Gate valve, 106 ... Temporary stand.

   ─────────────────────────────────────────────────── ─── Continued front page    (72) Inventor Koichi Noto             3-14-20 Higashi-Nakano, Nakano-ku, Tokyo Stocks             Hitachi Kokusai Electric Co., Ltd. F-term (reference) 4K030 BA29 BA40 BB03 BB12 CA04                       CA12 DA03 GA02 GA12 JA09                       KA04                 5F031 CA01 CA02 CA05 CA11 DA08                       DA17 EA14 FA01 FA07 FA11                       FA12 FA15 GA02 GA42 GA43                       GA47 GA48 GA49 HA67 LA06                       LA12 MA04 MA28 NA02 NA04                       NA05 NA07 NA18 PA03 PA23                 5F045 AB32 AB33 BB14 DP02 DP19                       EB08 EM10 EN02 EN05 HA24

Claims (7)

[Claims] 1. A plurality of processing units for processing a plurality of substrates are arranged around a substrate transfer chamber equipped with a substrate transfer device for transferring substrates, and each processing unit processes at the same time. The number of product boards to be stored is set to be equal to or less than the number of boards to be stored in the product board carrier, and the product boards housed in one product board carrier are processed at one time. A characteristic substrate processing apparatus. 2. A single-wafer processing unit that processes a smaller number of substrates than a processing unit that processes one or a plurality of substrates around the substrate transfer chamber, and temporarily stores the substrates.
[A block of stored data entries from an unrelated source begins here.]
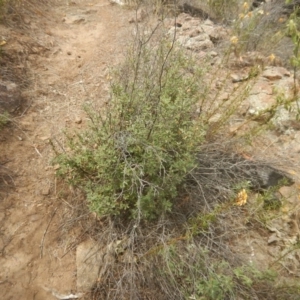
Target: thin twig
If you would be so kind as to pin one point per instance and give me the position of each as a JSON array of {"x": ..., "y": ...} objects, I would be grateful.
[{"x": 43, "y": 239}]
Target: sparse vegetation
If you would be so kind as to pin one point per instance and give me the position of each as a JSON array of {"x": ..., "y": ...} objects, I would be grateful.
[
  {"x": 172, "y": 199},
  {"x": 149, "y": 161}
]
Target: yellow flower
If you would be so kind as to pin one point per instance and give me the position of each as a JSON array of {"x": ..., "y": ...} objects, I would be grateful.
[
  {"x": 281, "y": 20},
  {"x": 241, "y": 198},
  {"x": 245, "y": 6},
  {"x": 234, "y": 40},
  {"x": 272, "y": 57}
]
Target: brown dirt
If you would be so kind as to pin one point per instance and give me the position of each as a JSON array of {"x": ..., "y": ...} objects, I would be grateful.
[{"x": 69, "y": 49}]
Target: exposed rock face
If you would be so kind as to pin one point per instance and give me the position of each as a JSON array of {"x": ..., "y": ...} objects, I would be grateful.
[
  {"x": 195, "y": 34},
  {"x": 220, "y": 169}
]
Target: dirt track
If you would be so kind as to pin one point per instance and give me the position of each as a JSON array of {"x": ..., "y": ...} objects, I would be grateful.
[{"x": 79, "y": 42}]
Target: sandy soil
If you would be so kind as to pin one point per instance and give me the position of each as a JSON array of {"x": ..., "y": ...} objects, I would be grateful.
[{"x": 77, "y": 45}]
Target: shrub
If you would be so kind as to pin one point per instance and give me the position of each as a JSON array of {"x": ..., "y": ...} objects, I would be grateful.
[{"x": 133, "y": 157}]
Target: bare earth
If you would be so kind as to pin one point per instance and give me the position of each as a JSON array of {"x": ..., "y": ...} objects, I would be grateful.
[
  {"x": 77, "y": 44},
  {"x": 70, "y": 47}
]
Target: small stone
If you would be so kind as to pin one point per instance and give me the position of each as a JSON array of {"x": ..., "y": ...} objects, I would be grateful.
[
  {"x": 224, "y": 97},
  {"x": 290, "y": 193},
  {"x": 45, "y": 191},
  {"x": 213, "y": 53},
  {"x": 44, "y": 138},
  {"x": 275, "y": 73}
]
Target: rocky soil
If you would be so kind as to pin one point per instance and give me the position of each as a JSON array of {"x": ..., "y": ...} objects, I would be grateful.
[{"x": 62, "y": 55}]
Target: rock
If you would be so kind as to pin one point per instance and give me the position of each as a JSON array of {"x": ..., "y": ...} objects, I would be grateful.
[
  {"x": 88, "y": 262},
  {"x": 290, "y": 194},
  {"x": 194, "y": 11},
  {"x": 275, "y": 73},
  {"x": 10, "y": 96},
  {"x": 74, "y": 19},
  {"x": 235, "y": 78},
  {"x": 139, "y": 17}
]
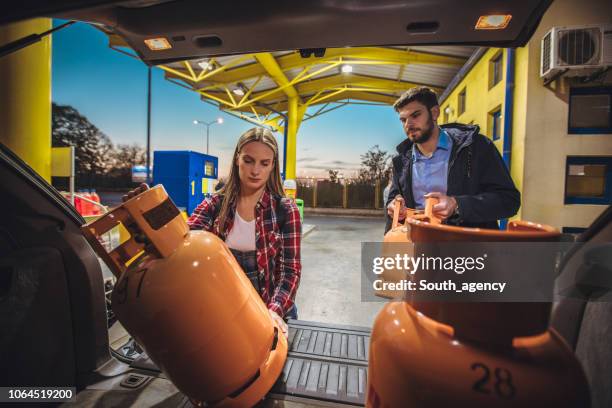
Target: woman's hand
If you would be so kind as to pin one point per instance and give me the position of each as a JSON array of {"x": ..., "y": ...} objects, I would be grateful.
[
  {"x": 132, "y": 193},
  {"x": 280, "y": 322}
]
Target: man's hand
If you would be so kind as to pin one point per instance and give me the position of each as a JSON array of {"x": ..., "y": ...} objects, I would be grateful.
[
  {"x": 446, "y": 205},
  {"x": 403, "y": 209},
  {"x": 132, "y": 193},
  {"x": 280, "y": 322}
]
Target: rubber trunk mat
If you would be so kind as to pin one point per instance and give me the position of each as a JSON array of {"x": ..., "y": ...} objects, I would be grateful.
[{"x": 327, "y": 363}]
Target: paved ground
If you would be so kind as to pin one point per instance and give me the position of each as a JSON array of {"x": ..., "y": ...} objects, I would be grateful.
[{"x": 330, "y": 290}]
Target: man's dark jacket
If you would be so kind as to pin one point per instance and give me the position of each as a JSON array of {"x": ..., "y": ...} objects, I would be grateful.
[{"x": 477, "y": 178}]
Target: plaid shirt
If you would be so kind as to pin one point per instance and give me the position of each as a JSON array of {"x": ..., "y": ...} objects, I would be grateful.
[{"x": 278, "y": 252}]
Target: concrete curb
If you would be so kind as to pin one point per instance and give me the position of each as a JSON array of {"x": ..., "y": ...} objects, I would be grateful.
[{"x": 346, "y": 212}]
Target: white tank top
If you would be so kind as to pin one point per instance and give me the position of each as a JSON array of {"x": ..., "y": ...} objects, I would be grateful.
[{"x": 242, "y": 235}]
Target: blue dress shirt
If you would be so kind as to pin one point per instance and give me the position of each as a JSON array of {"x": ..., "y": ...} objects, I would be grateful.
[{"x": 430, "y": 174}]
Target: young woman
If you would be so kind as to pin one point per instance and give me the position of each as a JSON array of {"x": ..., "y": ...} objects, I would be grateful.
[{"x": 260, "y": 226}]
The substrate processing apparatus according to claim 1, further comprising a stocker for storing the stocker. 3. A method of manufacturing a semiconductor device, comprising: a substrate processing step of continuously processing a plurality of product substrates in a plurality of processing sections arranged around a substrate transfer chamber,
The number of product substrates to be processed at one time by each of the processing units is set to be equal to or less than the number of substrates stored in the product substrate carrier, and when processing a plurality of product substrates in each of the processing units, one unit is used. The method for manufacturing a semiconductor device, wherein the product substrates housed in the product substrate carrier are processed at one time. 4. A preparatory chamber for accommodating a substrate to be loaded into the substrate transfer chamber is provided adjacent to the periphery of the substrate transfer chamber, and is provided in the first processing unit of the continuous processing. 4. The method of manufacturing a semiconductor device according to claim 3, wherein a substrate to be processed next is transferred to the preliminary chamber during processing of the substrate. 5. A single-wafer processing unit that processes a smaller number of substrates than a processing unit that processes one or a plurality of substrates around the substrate transfer chamber, and the substrate temporarily. 4. The method of manufacturing a semiconductor device according to claim 3, further comprising a stocker for storing, and the processed substrate is transported to the stocker after the substrate is processed in the single-wafer processing unit. 6. The substrate for which the single wafer processing has been completed after processing all the product substrates stored in the single product substrate carrier in the single wafer processing section processes the plurality of substrates from the stocker. It is conveyed to a processing part, It is characterized by the above-mentioned.
A method of manufacturing a semiconductor device according to item 1. 7. A substrate is processed in one processing unit, an inert gas is supplied into the processing unit, the pressure inside the processing unit is once made higher than the pressure at the time of transferring the substrate, and then a vacuum is drawn again. 7. The method of manufacturing a semiconductor device according to claim 5, wherein the substrate is transported after the pressure in the processing unit is set to the pressure at the time of transportation.